Distributed Training
How training scales across hundreds/thousands of GPUs.
Data parallelism vs model parallelism vs pipeline parallelism - explain each.
- Data parallelism: full model copied on every GPU, each processes a different data shard, gradients are averaged (all-reduce) - simple but requires the model to fit on one device.
- Tensor/model parallelism: individual layers/matrices are split across GPUs (e.g., splitting a weight matrix column-wise) - needed when a single layer doesn't fit on one device, requires high-bandwidth interconnect due to frequent communication.
- Pipeline parallelism: different layers are placed on different GPUs, and micro-batches flow through them like an assembly line - reduces communication vs tensor parallelism but introduces "bubble" idle time.
What is ZeRO (Zero Redundancy Optimizer) and what do its stages do?
ZeRO eliminates the memory redundancy of standard data parallelism (where every GPU holds a full copy of optimizer states, gradients, and parameters) by sharding them across GPUs instead.

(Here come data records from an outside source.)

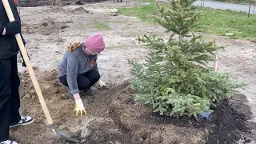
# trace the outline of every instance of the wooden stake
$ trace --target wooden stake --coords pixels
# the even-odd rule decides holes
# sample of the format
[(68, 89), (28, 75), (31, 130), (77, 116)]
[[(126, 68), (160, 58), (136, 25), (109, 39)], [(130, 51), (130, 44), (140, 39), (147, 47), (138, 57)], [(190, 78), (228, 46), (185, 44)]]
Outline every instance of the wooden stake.
[(217, 72), (217, 69), (218, 69), (218, 55), (215, 55), (214, 72)]
[[(9, 18), (9, 21), (10, 22), (13, 22), (14, 21), (14, 14), (10, 9), (10, 4), (9, 4), (9, 2), (8, 0), (2, 0), (2, 2), (4, 6), (4, 8), (6, 10), (6, 12), (7, 14), (7, 16), (8, 16), (8, 18)], [(22, 37), (21, 37), (21, 34), (15, 34), (15, 38), (16, 38), (16, 41), (18, 42), (18, 45), (19, 46), (19, 49), (20, 49), (20, 51), (22, 52), (22, 54), (23, 56), (23, 58), (24, 58), (24, 61), (25, 61), (25, 63), (26, 65), (26, 67), (28, 69), (28, 71), (29, 71), (29, 74), (30, 75), (30, 78), (32, 80), (32, 82), (34, 84), (34, 89), (35, 89), (35, 91), (37, 92), (38, 94), (38, 99), (39, 99), (39, 102), (41, 103), (41, 106), (42, 107), (42, 110), (43, 110), (43, 112), (45, 113), (45, 115), (46, 117), (46, 119), (48, 121), (48, 123), (49, 125), (51, 125), (54, 123), (53, 122), (53, 119), (50, 114), (50, 112), (49, 112), (49, 110), (47, 108), (47, 106), (46, 106), (46, 101), (42, 96), (42, 90), (39, 87), (39, 84), (38, 84), (38, 82), (35, 77), (35, 74), (34, 74), (34, 70), (32, 68), (32, 66), (31, 66), (31, 63), (30, 63), (30, 61), (29, 59), (29, 57), (26, 54), (26, 50), (25, 49), (25, 46), (23, 44), (23, 42), (22, 42)], [(55, 129), (52, 129), (52, 131), (54, 132), (54, 134), (57, 135), (57, 133), (55, 131)]]

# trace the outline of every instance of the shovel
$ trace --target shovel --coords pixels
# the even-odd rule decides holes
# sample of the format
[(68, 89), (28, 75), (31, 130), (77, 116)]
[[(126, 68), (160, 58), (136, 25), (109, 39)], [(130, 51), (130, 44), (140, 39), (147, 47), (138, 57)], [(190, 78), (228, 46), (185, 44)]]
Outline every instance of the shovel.
[[(9, 21), (10, 22), (14, 21), (15, 19), (14, 19), (14, 14), (11, 11), (11, 9), (10, 9), (10, 3), (9, 3), (8, 0), (2, 0), (2, 2), (3, 6), (5, 7), (6, 12), (8, 18), (9, 18)], [(49, 127), (51, 129), (51, 130), (53, 131), (53, 133), (55, 135), (58, 135), (60, 138), (62, 138), (64, 139), (66, 139), (66, 140), (69, 140), (69, 141), (71, 141), (71, 142), (81, 142), (80, 140), (78, 140), (77, 138), (71, 138), (66, 132), (60, 131), (60, 130), (58, 130), (55, 129), (55, 126), (54, 125), (53, 120), (51, 118), (51, 116), (50, 116), (50, 112), (48, 110), (48, 108), (46, 106), (45, 99), (44, 99), (44, 98), (42, 96), (41, 89), (39, 87), (38, 82), (38, 80), (37, 80), (37, 78), (35, 77), (34, 72), (34, 70), (32, 69), (31, 63), (30, 63), (30, 59), (29, 59), (29, 57), (28, 57), (28, 55), (26, 54), (26, 49), (25, 49), (25, 46), (24, 46), (23, 42), (22, 40), (21, 34), (15, 34), (15, 38), (16, 38), (17, 42), (18, 44), (20, 51), (22, 52), (22, 54), (23, 56), (23, 58), (24, 58), (25, 63), (26, 65), (26, 67), (28, 69), (29, 74), (30, 75), (33, 85), (34, 85), (34, 86), (35, 88), (35, 90), (37, 92), (37, 94), (38, 94), (38, 97), (39, 98), (41, 106), (42, 106), (42, 110), (43, 110), (43, 112), (44, 112), (44, 114), (45, 114), (45, 115), (46, 117), (48, 124), (50, 126)]]

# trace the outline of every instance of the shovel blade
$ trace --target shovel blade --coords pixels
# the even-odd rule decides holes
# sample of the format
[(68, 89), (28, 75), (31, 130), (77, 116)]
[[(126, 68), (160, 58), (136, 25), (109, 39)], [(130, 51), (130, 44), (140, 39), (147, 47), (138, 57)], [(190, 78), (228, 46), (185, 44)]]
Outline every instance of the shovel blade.
[(78, 143), (81, 142), (81, 140), (71, 138), (70, 136), (69, 136), (69, 134), (67, 133), (66, 133), (64, 131), (57, 131), (57, 134), (64, 139), (66, 139), (66, 140), (69, 140), (71, 142), (78, 142)]

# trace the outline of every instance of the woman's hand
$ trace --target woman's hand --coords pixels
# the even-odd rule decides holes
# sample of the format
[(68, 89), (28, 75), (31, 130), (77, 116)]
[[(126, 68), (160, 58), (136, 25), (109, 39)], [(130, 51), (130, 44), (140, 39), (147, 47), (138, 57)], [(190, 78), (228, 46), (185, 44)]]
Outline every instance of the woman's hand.
[(81, 116), (82, 116), (83, 113), (85, 113), (85, 115), (87, 114), (87, 112), (85, 109), (85, 106), (82, 103), (82, 101), (80, 98), (79, 94), (74, 94), (74, 98), (75, 101), (75, 107), (74, 107), (74, 111), (76, 111), (76, 116), (78, 114), (79, 112), (80, 112)]

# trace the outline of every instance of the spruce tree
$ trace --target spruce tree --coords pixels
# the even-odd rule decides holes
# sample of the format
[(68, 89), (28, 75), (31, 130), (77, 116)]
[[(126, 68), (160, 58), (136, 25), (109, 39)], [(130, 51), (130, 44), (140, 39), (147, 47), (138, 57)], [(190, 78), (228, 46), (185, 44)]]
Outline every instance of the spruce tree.
[(232, 96), (242, 86), (209, 66), (214, 52), (223, 47), (191, 34), (202, 16), (192, 5), (194, 2), (172, 0), (168, 6), (157, 3), (162, 17), (156, 20), (170, 38), (165, 41), (154, 34), (138, 37), (150, 54), (143, 64), (129, 60), (130, 86), (137, 91), (135, 101), (152, 106), (154, 112), (162, 115), (197, 118), (210, 113), (210, 106), (214, 101)]

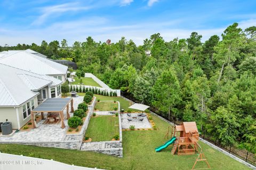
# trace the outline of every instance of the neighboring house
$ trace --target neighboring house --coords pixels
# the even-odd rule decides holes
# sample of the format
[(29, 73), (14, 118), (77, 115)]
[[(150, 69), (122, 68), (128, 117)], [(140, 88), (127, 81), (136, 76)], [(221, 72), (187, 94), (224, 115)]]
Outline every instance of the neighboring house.
[[(20, 53), (19, 56), (25, 56), (25, 61), (33, 64), (26, 60), (28, 58), (27, 52), (15, 54)], [(12, 58), (10, 55), (7, 58), (10, 60), (12, 59), (13, 63), (17, 62), (15, 56)], [(18, 66), (22, 67), (25, 62), (22, 60), (18, 61), (22, 62)], [(37, 63), (35, 64), (40, 67), (37, 71), (43, 69)], [(31, 119), (30, 112), (38, 103), (47, 98), (61, 97), (62, 82), (52, 76), (3, 63), (0, 63), (0, 122), (7, 120), (12, 123), (14, 129), (20, 129)]]
[(31, 50), (0, 52), (0, 63), (41, 75), (49, 75), (65, 82), (68, 67), (46, 58)]

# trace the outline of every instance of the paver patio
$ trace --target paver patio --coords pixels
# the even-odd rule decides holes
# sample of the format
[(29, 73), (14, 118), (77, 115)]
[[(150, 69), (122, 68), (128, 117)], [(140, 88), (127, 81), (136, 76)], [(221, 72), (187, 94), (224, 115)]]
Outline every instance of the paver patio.
[[(73, 98), (74, 109), (77, 109), (78, 104), (83, 102), (83, 97), (79, 96)], [(69, 110), (71, 110), (69, 108)], [(70, 116), (73, 116), (73, 113), (70, 113)], [(64, 110), (64, 115), (66, 118), (66, 110)], [(45, 114), (44, 116), (46, 116)], [(66, 136), (66, 131), (68, 128), (68, 120), (65, 119), (64, 123), (66, 127), (62, 129), (60, 127), (60, 124), (43, 124), (45, 120), (41, 120), (38, 123), (37, 128), (31, 129), (30, 131), (19, 131), (14, 133), (11, 136), (2, 136), (0, 137), (0, 142), (53, 142), (64, 140)]]

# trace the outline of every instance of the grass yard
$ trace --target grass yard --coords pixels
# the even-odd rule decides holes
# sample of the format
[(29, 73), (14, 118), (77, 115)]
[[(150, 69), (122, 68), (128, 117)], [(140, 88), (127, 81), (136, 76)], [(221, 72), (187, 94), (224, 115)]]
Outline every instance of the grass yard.
[(100, 99), (100, 101), (115, 100), (119, 101), (120, 102), (120, 110), (121, 109), (124, 109), (125, 111), (127, 111), (128, 107), (132, 104), (122, 97), (110, 97), (99, 94), (94, 94), (94, 96), (96, 97), (96, 100)]
[[(81, 78), (82, 80), (82, 82), (83, 85), (87, 85), (87, 86), (95, 86), (95, 87), (101, 87), (101, 86), (99, 84), (98, 84), (96, 82), (95, 82), (92, 78), (91, 77), (81, 77)], [(71, 84), (76, 85), (76, 84), (80, 84), (80, 79), (78, 79), (77, 77), (75, 77), (75, 82), (71, 83)]]
[(118, 117), (112, 116), (98, 116), (92, 117), (85, 135), (92, 141), (111, 141), (116, 134), (119, 134)]
[(114, 111), (115, 108), (118, 109), (118, 104), (117, 102), (107, 101), (97, 102), (94, 107), (98, 111)]
[[(172, 145), (161, 152), (155, 151), (155, 148), (166, 142), (166, 139), (164, 138), (170, 124), (154, 115), (152, 115), (152, 117), (158, 130), (123, 131), (124, 157), (122, 158), (89, 151), (18, 144), (0, 144), (0, 151), (24, 156), (34, 155), (36, 157), (53, 159), (69, 164), (106, 169), (191, 169), (197, 157), (197, 154), (173, 156), (171, 154)], [(91, 118), (89, 129), (93, 130), (100, 128), (101, 129), (97, 131), (102, 133), (97, 136), (101, 136), (103, 139), (103, 136), (105, 136), (102, 133), (102, 131), (105, 131), (103, 129), (108, 127), (109, 125), (92, 126), (91, 122), (98, 122), (97, 120), (99, 120), (98, 123), (100, 123), (100, 120), (97, 119), (98, 118)], [(108, 137), (111, 138), (112, 135)], [(201, 142), (199, 144), (203, 149), (211, 169), (251, 169), (206, 144)], [(203, 163), (199, 164), (199, 167), (203, 167)]]

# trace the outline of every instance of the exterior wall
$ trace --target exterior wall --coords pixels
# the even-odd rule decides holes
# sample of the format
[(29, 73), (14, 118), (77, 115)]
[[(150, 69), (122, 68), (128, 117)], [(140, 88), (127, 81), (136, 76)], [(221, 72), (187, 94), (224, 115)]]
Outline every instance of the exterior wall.
[[(32, 100), (32, 99), (31, 99)], [(35, 98), (34, 98), (34, 102), (35, 102), (35, 108), (36, 108), (38, 106), (38, 101), (37, 101), (37, 96), (36, 96)], [(31, 100), (30, 100), (31, 101)], [(27, 117), (25, 119), (23, 118), (23, 114), (22, 114), (22, 105), (23, 105), (25, 103), (23, 103), (21, 104), (21, 106), (20, 106), (18, 108), (18, 110), (19, 110), (19, 119), (20, 120), (20, 128), (21, 128), (23, 126), (24, 126), (27, 123), (28, 123), (28, 121), (29, 121), (31, 119), (31, 116), (29, 115), (29, 116)], [(12, 127), (13, 128), (13, 126)], [(18, 127), (17, 128), (18, 128)]]
[(12, 123), (13, 128), (18, 128), (16, 109), (14, 107), (0, 108), (0, 122), (5, 122), (6, 119)]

Stage 1 shards optimizer states, Stage 2 additionally shards gradients, Stage 3 additionally shards the model parameters themselves (this is what FSDP implements) - each stage trades more communication for dramatically lower per-GPU memory, enabling much larger models to be trained on the same hardware.
What is gradient accumulation and when do you need it?

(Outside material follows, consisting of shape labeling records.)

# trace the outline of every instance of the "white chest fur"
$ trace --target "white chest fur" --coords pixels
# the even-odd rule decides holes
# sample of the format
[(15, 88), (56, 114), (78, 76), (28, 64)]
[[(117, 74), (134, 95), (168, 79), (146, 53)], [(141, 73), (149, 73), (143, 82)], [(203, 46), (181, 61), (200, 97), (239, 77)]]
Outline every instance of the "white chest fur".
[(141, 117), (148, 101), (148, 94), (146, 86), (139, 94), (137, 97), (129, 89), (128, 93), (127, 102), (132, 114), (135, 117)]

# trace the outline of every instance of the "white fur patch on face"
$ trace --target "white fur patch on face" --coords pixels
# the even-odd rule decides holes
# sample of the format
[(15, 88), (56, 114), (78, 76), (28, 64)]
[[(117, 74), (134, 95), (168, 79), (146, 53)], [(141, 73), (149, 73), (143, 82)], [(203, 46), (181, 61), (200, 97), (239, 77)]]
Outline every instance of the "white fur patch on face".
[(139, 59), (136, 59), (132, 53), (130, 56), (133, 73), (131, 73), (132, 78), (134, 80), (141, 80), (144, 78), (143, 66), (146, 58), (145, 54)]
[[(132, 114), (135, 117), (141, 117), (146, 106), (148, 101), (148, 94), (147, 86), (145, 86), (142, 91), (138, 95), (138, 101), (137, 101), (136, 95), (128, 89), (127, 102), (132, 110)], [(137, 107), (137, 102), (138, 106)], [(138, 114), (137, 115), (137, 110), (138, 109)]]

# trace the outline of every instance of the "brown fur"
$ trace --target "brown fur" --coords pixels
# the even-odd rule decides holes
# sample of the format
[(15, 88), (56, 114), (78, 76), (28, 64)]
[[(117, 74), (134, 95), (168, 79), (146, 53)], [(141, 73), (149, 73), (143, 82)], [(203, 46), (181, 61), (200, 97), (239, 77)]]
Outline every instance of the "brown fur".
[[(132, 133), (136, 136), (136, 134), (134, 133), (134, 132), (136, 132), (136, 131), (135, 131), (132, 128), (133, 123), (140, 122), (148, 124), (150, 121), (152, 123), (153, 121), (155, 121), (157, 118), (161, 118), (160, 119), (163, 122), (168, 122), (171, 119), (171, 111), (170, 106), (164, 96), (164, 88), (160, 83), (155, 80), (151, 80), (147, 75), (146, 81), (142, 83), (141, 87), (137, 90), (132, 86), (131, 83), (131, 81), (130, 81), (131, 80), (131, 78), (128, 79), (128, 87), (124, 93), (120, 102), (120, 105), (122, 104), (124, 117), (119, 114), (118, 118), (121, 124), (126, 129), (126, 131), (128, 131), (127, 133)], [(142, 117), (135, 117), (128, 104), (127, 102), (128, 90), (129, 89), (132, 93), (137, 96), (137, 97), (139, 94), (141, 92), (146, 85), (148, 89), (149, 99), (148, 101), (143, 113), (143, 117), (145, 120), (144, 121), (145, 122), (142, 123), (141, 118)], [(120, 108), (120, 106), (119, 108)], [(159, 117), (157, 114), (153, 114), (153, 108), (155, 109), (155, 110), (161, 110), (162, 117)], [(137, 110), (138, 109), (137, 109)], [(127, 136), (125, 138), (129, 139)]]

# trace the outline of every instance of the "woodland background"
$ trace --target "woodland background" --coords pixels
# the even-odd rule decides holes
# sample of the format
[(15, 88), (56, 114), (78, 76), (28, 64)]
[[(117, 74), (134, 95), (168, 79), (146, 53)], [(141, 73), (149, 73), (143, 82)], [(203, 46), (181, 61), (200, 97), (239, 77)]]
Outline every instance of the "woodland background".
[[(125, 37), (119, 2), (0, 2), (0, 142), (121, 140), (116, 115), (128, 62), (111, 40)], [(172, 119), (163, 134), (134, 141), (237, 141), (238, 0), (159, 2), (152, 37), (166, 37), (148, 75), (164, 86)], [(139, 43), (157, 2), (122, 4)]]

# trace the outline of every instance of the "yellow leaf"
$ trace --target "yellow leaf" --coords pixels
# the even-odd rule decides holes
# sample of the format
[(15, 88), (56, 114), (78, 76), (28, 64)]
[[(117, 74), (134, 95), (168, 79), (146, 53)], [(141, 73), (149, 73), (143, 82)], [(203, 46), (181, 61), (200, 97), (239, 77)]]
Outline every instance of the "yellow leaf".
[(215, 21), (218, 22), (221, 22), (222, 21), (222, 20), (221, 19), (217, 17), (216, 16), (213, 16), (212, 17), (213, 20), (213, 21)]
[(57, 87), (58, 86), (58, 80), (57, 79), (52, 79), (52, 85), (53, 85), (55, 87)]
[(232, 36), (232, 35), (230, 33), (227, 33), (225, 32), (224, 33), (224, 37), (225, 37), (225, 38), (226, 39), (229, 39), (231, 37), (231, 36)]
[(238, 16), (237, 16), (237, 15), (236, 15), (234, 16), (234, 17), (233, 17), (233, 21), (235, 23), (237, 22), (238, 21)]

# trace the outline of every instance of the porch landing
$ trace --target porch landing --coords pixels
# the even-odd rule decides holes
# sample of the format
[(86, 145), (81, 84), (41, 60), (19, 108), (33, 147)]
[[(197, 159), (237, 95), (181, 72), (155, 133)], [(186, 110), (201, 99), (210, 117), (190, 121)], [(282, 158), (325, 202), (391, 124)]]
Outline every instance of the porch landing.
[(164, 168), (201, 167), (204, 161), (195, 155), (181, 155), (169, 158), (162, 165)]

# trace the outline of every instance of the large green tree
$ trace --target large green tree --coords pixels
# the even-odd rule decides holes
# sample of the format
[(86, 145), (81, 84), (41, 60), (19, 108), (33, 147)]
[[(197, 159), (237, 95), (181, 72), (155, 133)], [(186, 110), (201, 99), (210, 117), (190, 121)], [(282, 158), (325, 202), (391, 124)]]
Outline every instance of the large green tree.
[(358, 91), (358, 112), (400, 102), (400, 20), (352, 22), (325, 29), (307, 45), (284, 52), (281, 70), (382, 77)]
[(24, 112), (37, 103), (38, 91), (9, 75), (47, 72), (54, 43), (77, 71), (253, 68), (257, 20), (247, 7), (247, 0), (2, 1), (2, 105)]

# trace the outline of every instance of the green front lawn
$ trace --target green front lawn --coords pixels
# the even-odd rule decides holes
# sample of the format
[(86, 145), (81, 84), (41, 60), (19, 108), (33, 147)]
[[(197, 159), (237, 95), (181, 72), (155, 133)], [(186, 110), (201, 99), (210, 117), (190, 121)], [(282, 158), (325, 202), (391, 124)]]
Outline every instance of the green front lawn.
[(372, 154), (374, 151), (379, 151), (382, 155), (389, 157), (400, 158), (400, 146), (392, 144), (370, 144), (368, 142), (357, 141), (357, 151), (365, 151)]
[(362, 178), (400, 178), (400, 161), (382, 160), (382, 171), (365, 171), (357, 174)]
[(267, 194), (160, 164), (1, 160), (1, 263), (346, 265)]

Gradient accumulation runs several forward/backward passes on smaller micro-batches, summing their gradients before a single optimizer step - simulating a larger effective batch size than would fit in GPU memory at once. It's used when the desired batch size for stable training exceeds available memory.

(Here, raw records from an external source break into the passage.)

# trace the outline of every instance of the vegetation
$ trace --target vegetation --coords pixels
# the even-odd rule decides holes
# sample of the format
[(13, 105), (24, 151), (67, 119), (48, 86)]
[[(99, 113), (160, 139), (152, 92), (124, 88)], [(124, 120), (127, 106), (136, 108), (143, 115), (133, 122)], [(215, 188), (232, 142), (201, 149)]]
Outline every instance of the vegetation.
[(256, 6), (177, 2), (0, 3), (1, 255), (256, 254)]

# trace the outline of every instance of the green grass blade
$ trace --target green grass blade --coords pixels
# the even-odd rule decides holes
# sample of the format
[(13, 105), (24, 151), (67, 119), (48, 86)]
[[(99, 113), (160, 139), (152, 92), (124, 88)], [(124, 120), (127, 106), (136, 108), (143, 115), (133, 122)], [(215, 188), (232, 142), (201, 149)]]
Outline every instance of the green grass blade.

What is gradient checkpointing (activation checkpointing)?
Instead of storing all intermediate activations for the backward pass, only a subset of activations are kept and the rest are recomputed on-the-fly during backpropagation. This trades extra compute (roughly 20-30% slower) for a large reduction in memory usage, letting you train bigger models or larger batch sizes on the same hardware.
Why does interconnect bandwidth (NVLink, InfiniBand) matter so much for large-scale training?
Distributed training requires frequent synchronization (all-reduce for gradients, all-gather for sharded parameters), and as GPU count grows this communication can dominate wall-clock time if bandwidth is low. High-bandwidth interconnects (NVLink within a node, InfiniBand across nodes) keep GPUs compute-bound rather than communication-bound, which is why cluster network topology is as important as raw GPU count for training efficiency.
What is FSDP and how does it compare to DeepSpeed ZeRO?
FSDP (Fully Sharded Data Parallel) is PyTorch's native ZeRO-3 style sharding: parameters, gradients, and optimizer states are sharded across GPUs and all-gathered only when needed. DeepSpeed offers ZeRO stages plus pipeline/tensor parallelism and mature config for very large clusters. Choice often comes down to ecosystem fit (pure PyTorch vs DeepSpeed config) and team familiarity.
What is tensor parallelism vs pipeline parallelism?
Tensor parallelism splits individual weight matrices across GPUs within a layer (high communication, low latency per step). Pipeline parallelism assigns different layers to different GPUs and streams micro-batches (lower communication, but pipeline bubbles). Large models often combine data + tensor + pipeline parallelism (3D parallelism).